Narrative Therapy separates people from problems (i.e., you are not the problem, the problem is the problem) and deconstructs the stories we tell ourselves about the world and who we are. How you frame a story might be oppressive, perpetuating a problem, or prohibiting you from leading a fulfilling life. Narrative therapists gently guide you as you re-author story lines- shifting your perspective from problem-saturated to hopeful and empowering.
I also integrate body and mindfulness based techniques into therapy since working with the mind-body connection is very healing especially for people who have experienced trauma.
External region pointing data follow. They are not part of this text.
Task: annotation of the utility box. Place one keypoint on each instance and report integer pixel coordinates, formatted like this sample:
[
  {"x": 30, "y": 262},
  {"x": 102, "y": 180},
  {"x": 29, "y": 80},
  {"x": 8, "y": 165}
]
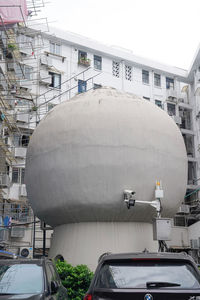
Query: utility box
[{"x": 162, "y": 229}]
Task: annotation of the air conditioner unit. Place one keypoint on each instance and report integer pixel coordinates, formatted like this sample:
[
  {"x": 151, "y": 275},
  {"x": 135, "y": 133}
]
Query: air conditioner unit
[
  {"x": 45, "y": 60},
  {"x": 177, "y": 119},
  {"x": 194, "y": 244},
  {"x": 17, "y": 231},
  {"x": 4, "y": 235},
  {"x": 26, "y": 252},
  {"x": 184, "y": 209}
]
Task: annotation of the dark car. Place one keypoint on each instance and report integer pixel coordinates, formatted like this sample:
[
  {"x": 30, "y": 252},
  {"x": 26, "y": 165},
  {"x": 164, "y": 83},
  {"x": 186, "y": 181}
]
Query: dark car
[
  {"x": 33, "y": 279},
  {"x": 145, "y": 276}
]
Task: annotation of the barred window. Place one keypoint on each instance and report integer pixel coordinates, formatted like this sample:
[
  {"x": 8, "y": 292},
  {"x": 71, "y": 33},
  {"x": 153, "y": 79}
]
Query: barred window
[
  {"x": 55, "y": 48},
  {"x": 115, "y": 69},
  {"x": 97, "y": 62},
  {"x": 145, "y": 76},
  {"x": 158, "y": 103},
  {"x": 128, "y": 73},
  {"x": 18, "y": 175},
  {"x": 157, "y": 79}
]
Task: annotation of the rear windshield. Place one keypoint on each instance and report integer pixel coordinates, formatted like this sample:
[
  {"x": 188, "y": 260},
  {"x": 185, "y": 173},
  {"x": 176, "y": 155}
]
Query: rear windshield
[
  {"x": 21, "y": 279},
  {"x": 137, "y": 274}
]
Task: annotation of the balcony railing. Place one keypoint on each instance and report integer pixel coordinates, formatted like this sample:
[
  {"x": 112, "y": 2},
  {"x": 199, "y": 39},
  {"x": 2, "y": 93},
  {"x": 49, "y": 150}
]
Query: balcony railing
[{"x": 20, "y": 152}]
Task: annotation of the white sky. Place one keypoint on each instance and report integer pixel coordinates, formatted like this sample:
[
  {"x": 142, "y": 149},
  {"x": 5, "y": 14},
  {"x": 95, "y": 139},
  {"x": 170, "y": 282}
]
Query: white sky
[{"x": 162, "y": 30}]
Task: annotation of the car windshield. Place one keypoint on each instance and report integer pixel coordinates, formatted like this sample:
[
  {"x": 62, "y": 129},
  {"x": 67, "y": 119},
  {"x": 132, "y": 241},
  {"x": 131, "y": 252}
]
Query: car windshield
[
  {"x": 145, "y": 274},
  {"x": 21, "y": 279}
]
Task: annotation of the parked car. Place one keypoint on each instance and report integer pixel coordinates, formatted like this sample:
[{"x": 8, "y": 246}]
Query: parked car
[
  {"x": 145, "y": 276},
  {"x": 33, "y": 279}
]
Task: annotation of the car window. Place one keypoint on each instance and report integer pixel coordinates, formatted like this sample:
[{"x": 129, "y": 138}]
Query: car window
[
  {"x": 137, "y": 274},
  {"x": 55, "y": 276},
  {"x": 21, "y": 279}
]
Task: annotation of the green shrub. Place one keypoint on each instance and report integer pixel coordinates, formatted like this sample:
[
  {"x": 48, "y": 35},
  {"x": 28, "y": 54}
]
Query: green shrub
[{"x": 75, "y": 279}]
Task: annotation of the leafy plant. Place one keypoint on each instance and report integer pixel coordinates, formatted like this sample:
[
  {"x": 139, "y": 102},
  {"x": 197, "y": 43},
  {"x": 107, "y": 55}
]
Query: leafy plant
[{"x": 75, "y": 279}]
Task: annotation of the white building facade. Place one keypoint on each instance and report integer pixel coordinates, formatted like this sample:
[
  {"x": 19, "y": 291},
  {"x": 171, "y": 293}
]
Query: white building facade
[{"x": 64, "y": 64}]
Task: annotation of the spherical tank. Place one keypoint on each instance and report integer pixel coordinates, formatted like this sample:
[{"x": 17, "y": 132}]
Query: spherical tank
[{"x": 88, "y": 150}]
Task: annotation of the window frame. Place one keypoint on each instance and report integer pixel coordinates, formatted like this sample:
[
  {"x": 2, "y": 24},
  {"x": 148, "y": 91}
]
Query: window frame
[
  {"x": 157, "y": 102},
  {"x": 52, "y": 84},
  {"x": 169, "y": 83},
  {"x": 20, "y": 175},
  {"x": 157, "y": 79},
  {"x": 98, "y": 59},
  {"x": 115, "y": 65},
  {"x": 145, "y": 77},
  {"x": 53, "y": 47}
]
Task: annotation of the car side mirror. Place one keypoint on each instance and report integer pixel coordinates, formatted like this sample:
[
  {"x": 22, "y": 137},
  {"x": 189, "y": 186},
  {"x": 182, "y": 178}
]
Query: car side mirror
[{"x": 54, "y": 287}]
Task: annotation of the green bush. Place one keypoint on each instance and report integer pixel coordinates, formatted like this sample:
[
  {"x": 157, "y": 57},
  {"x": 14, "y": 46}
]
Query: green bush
[{"x": 75, "y": 279}]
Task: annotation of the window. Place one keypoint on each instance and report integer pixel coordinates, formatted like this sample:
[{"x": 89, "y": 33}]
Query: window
[
  {"x": 158, "y": 103},
  {"x": 135, "y": 275},
  {"x": 171, "y": 108},
  {"x": 22, "y": 175},
  {"x": 169, "y": 83},
  {"x": 97, "y": 86},
  {"x": 157, "y": 79},
  {"x": 23, "y": 71},
  {"x": 55, "y": 48},
  {"x": 145, "y": 76},
  {"x": 115, "y": 69},
  {"x": 15, "y": 175},
  {"x": 18, "y": 175},
  {"x": 50, "y": 106},
  {"x": 97, "y": 62},
  {"x": 21, "y": 140},
  {"x": 82, "y": 86},
  {"x": 128, "y": 73},
  {"x": 21, "y": 278},
  {"x": 55, "y": 80},
  {"x": 82, "y": 55}
]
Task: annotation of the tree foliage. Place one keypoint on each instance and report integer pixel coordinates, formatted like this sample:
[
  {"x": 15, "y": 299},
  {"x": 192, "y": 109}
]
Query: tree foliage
[{"x": 75, "y": 279}]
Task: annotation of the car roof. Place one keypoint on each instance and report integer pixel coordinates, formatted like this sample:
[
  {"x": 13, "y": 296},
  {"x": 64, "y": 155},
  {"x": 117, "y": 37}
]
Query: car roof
[
  {"x": 40, "y": 261},
  {"x": 146, "y": 255}
]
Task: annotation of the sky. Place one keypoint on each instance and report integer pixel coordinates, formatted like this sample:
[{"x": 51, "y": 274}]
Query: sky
[{"x": 163, "y": 30}]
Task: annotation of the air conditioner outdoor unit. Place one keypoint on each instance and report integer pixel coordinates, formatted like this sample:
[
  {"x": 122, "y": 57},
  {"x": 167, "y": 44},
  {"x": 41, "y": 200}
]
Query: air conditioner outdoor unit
[
  {"x": 194, "y": 244},
  {"x": 17, "y": 232},
  {"x": 26, "y": 252},
  {"x": 184, "y": 209}
]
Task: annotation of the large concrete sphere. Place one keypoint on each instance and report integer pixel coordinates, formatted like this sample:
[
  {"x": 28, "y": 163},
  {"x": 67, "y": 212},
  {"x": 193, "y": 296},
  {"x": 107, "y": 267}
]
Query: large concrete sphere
[{"x": 88, "y": 150}]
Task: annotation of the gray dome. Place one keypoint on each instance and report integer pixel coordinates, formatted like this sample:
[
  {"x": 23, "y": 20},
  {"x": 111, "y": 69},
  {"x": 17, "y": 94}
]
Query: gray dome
[{"x": 86, "y": 151}]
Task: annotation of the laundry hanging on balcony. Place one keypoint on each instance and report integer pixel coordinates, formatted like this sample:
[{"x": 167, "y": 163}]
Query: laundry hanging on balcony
[{"x": 13, "y": 11}]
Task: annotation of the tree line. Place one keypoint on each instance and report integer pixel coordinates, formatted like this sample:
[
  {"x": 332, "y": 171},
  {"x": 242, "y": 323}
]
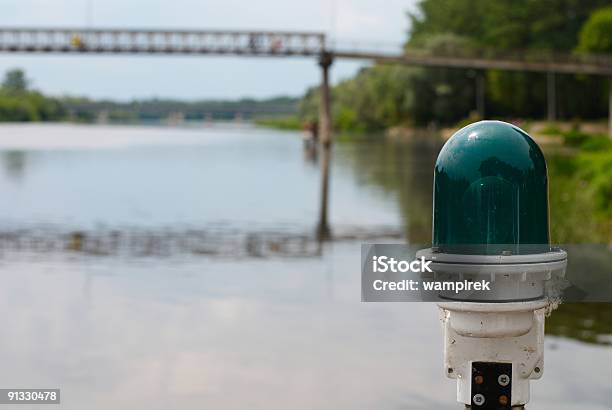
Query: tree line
[
  {"x": 389, "y": 95},
  {"x": 20, "y": 103}
]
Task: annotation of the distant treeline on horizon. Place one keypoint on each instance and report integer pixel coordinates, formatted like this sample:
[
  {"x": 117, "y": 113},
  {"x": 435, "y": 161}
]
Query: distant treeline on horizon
[{"x": 18, "y": 102}]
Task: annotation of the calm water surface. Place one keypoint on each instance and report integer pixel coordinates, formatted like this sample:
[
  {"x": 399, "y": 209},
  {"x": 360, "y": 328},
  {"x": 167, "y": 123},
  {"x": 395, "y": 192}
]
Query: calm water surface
[{"x": 276, "y": 328}]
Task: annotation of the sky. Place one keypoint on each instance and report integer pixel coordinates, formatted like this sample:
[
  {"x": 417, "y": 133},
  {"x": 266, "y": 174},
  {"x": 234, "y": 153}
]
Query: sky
[{"x": 365, "y": 23}]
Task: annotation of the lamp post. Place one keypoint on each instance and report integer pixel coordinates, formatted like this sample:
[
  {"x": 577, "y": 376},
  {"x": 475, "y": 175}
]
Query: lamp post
[{"x": 491, "y": 221}]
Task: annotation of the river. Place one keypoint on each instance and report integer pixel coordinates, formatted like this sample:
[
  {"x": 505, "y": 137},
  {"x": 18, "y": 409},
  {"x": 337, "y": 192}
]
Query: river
[{"x": 150, "y": 267}]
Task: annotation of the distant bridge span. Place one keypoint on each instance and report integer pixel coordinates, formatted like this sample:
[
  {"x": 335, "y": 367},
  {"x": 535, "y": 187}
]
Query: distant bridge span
[
  {"x": 289, "y": 43},
  {"x": 268, "y": 44}
]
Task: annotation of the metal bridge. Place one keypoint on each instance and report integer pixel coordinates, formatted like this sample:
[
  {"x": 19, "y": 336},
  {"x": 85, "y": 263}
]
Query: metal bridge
[{"x": 271, "y": 44}]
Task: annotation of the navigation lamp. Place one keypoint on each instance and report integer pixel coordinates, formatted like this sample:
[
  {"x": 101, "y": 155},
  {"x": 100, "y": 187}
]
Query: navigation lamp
[{"x": 490, "y": 192}]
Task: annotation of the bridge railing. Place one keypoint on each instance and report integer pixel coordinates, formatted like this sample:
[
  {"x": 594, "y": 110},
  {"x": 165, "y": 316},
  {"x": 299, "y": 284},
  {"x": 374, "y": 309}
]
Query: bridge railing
[{"x": 158, "y": 41}]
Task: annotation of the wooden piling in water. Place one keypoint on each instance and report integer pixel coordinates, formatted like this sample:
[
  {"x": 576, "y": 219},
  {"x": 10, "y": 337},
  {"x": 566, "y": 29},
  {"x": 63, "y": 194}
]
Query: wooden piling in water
[{"x": 325, "y": 138}]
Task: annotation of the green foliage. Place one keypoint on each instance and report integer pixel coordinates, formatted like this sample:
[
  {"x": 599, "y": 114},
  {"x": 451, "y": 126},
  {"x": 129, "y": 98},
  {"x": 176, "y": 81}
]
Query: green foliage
[
  {"x": 596, "y": 34},
  {"x": 18, "y": 103},
  {"x": 384, "y": 96}
]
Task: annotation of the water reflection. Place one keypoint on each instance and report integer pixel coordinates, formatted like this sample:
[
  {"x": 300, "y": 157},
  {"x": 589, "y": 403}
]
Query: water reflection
[
  {"x": 14, "y": 163},
  {"x": 171, "y": 325}
]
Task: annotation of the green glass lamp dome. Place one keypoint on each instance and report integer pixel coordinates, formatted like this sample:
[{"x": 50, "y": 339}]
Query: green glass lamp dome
[{"x": 490, "y": 192}]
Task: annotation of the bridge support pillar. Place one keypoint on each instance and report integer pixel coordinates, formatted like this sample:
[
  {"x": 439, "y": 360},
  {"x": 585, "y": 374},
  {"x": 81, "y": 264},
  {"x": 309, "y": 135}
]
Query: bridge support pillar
[
  {"x": 551, "y": 96},
  {"x": 325, "y": 138},
  {"x": 480, "y": 94}
]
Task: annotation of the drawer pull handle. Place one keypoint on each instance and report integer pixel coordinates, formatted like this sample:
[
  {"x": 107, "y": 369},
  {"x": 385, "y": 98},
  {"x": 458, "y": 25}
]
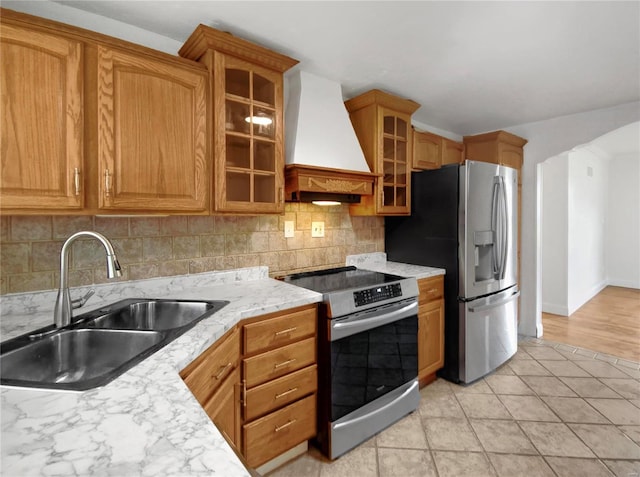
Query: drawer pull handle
[
  {"x": 292, "y": 390},
  {"x": 76, "y": 180},
  {"x": 288, "y": 330},
  {"x": 222, "y": 371},
  {"x": 285, "y": 363},
  {"x": 244, "y": 393},
  {"x": 279, "y": 428}
]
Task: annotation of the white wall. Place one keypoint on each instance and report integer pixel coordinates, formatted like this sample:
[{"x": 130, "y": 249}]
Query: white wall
[
  {"x": 588, "y": 191},
  {"x": 555, "y": 233},
  {"x": 623, "y": 222},
  {"x": 547, "y": 139}
]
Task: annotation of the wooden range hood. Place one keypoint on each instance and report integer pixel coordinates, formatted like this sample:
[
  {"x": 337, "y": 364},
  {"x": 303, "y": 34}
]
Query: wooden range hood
[{"x": 305, "y": 183}]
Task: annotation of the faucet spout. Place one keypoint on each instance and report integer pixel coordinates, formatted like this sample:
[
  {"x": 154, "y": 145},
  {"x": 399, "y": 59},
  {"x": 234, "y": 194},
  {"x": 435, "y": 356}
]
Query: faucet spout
[{"x": 62, "y": 311}]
The cultural mental health stigma and shortage of skilled mental health professionals are critical issues facing the world today. Mental health issues emerge from a combination of genetics, neurobiology, psychological influences, early childhood experiences, relational dynamics, and environmental factors. Many people wait to see a professional until their concerns are unbearable, instead of taking a preventative approach the moment they feel something is off. I define therapy as a journey to the heart of being yourself and nourishment for the soul. Therapy is nourishment, education, support, and guidance in understanding, solving, and coping with the events and experiences that tire our mind, body, and soul.
At some point, everyone experiences a sense of “I just don’t feel like myself” or “Something is off/up/wrong/missing/etc.”- this is normal. If something feels off in your body, you see a doctor. When you have a toothache, you go to the dentist. When you’re struggling with heartbreak, grief, or stress, consultation with a therapist makes total sense.
Human beings share many of the same struggles and needs- we all crave safety and security, connection to others, validation that we are seen and matter, and a sense of purpose in life. As Harry Stack Sullivan would say, “We are all much more human than otherwise.” And yet, the irony and beauty of the human experience is… even though 99% of our DNA is similar, we all vary– each one of us is refreshingly original. “A flower does not think of competing with the flower next to it. It just blooms.” My hope is that you are always blooming- simply, in your own way.